‘Our security must always come first’: UK latest country to ban TikTok from government devices
Chinese-owned social media app TikTok has been banned from government devices in the UK, it was announced on Thursday.
The ban is effective immediately and will apply to phones used by government ministers and civil servants, Oliver Dowden, the foreign secretary in the Cabinet Office, said in a statement to the UK House of Commons.
“This is a precautionary step. We know that TikTok already has limited usage across government, but it’s also good cyber hygiene,” the minister said in his address to MPs.
ByteDance, the company that owns TikTok, has been accused of leaking user data to the Chinese government. The company has vehemently denied this.
“We are disappointed with this decision.
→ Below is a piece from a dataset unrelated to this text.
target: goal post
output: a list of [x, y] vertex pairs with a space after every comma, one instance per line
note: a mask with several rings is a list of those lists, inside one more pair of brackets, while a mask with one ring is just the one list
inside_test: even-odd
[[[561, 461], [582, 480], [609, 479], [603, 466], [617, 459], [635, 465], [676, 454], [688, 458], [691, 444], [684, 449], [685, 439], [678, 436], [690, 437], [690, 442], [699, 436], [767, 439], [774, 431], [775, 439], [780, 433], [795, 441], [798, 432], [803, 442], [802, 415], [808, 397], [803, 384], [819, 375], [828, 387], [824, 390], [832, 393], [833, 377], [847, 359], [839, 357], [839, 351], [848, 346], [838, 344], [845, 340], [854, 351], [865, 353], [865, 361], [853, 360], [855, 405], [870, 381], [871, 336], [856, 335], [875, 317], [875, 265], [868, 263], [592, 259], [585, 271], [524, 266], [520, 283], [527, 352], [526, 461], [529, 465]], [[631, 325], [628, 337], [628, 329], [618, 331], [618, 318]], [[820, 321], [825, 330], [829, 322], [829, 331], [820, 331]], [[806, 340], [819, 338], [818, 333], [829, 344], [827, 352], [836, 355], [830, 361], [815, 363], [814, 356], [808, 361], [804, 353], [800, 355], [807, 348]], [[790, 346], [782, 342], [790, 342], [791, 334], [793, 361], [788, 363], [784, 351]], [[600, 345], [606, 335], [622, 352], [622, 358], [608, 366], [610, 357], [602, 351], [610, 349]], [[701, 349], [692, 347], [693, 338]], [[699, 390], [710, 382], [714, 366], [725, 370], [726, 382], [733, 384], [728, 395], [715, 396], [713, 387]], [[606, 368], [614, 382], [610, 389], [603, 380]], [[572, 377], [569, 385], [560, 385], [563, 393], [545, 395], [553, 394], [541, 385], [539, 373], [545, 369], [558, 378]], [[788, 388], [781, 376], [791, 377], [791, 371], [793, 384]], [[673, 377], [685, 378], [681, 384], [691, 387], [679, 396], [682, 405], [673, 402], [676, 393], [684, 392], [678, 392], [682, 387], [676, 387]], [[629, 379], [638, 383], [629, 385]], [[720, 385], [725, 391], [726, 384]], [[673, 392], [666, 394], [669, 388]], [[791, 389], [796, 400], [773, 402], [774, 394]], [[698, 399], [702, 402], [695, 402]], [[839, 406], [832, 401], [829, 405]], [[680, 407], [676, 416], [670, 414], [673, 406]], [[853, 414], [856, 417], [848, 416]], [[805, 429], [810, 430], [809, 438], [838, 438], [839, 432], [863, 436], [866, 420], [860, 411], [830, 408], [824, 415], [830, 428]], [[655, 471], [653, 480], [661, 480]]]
We believe these bans are based on fundamental misunderstandings and are driven by a broader geopolitics in which TikTok and our millions of users in the UK play no part,” a TikTok spokesperson told Euronews Next.
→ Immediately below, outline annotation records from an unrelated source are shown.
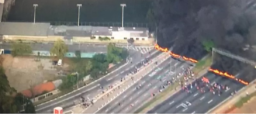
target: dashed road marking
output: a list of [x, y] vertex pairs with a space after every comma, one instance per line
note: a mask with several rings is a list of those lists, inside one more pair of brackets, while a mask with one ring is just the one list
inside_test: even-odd
[[171, 105], [171, 104], [173, 104], [173, 103], [174, 103], [174, 101], [172, 101], [170, 103], [169, 103], [169, 105]]
[[143, 82], [142, 82], [141, 83], [141, 84], [144, 84], [144, 83], [145, 83], [145, 81], [143, 81]]
[[136, 102], [135, 102], [135, 104], [136, 104], [136, 103], [138, 103], [138, 102], [139, 102], [139, 100], [137, 100], [136, 101]]
[[209, 101], [209, 102], [208, 102], [208, 104], [209, 104], [211, 103], [211, 102], [212, 102], [212, 101], [213, 101], [212, 99], [212, 100], [210, 100], [210, 101]]
[[182, 110], [182, 111], [184, 112], [184, 111], [186, 111], [187, 110], [188, 110], [188, 108], [186, 108], [184, 109], [184, 110]]
[[228, 89], [227, 89], [227, 90], [225, 90], [225, 91], [226, 92], [228, 91], [228, 90], [229, 90], [230, 89], [230, 88], [228, 88]]
[[196, 93], [196, 94], [195, 94], [195, 95], [194, 95], [194, 97], [196, 96], [197, 95], [198, 95], [198, 93]]
[[200, 98], [200, 100], [202, 100], [204, 99], [204, 96]]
“We remain committed to working with the government to address any concerns but should be judged on the facts and placed on an equal footing with our competitors.”
According to the app’s spokesperson, TikTok has started storing European and UK users’ information in data centers across the continent to tighten access.
But for Britain’s National Cyber Security Center “there could be a risk in how sensitive government data is accessed and used by certain platforms,” evidence Dowden has based the ban on.
Criticism of the timing of a TikTok ban
For Labor Deputy Leader Angela Rayner, this delayed ban “feels like closing the stable door after the horse bolts,” she said.
According to her, the “government is behind the curve” and using “sticking plaster solutions”.
Many colleagues shared their criticism and welcomed the changes, but pointed out the use of TikTok on private devices.
“The reality is that even if government phones are stripped of TikTok, private phones will remain away from their desks and private phones will be used for communication, and I honestly don’t believe that [they] never be used for government business. They will be, they are, and there is no way to stop it,” MP Iain Duncan Smith said, suggesting government officials should go further and ban TikTok from government officials’ personal devices.
Beyond the TikTok ban, devices across the government can only access third-party apps that are on a pre-approved list, Dowden said.
“Our safety must always come first, and today we are strengthening that safety in a prudent and proportionate way,” he said.
Labor MP Andrew Western went so far as to demand that the personal account of Secretary of State for Energy Security and Net Zero Grant Schapps be closed.[to] do us all a favor”.
Using TikTok on personal devices across the UK is still possible, although the minister recommended that individuals should “use caution online”.
There will be very limited exceptions for using TikTok on government devices, which will be determined on a case-by-case basis.
Scottish National Party MP Kirsty Blackman also noted the UK’s support for other Chinese companies violating human rights through the use of their products, such as Hikvision cameras.
“This approach is consistent with Allied actions,” Dowden said.
Britain is the newest country to join a growing list of countries that have banned the platform, with Belgium, the United States and the European Commission already deciding to do so over the past month.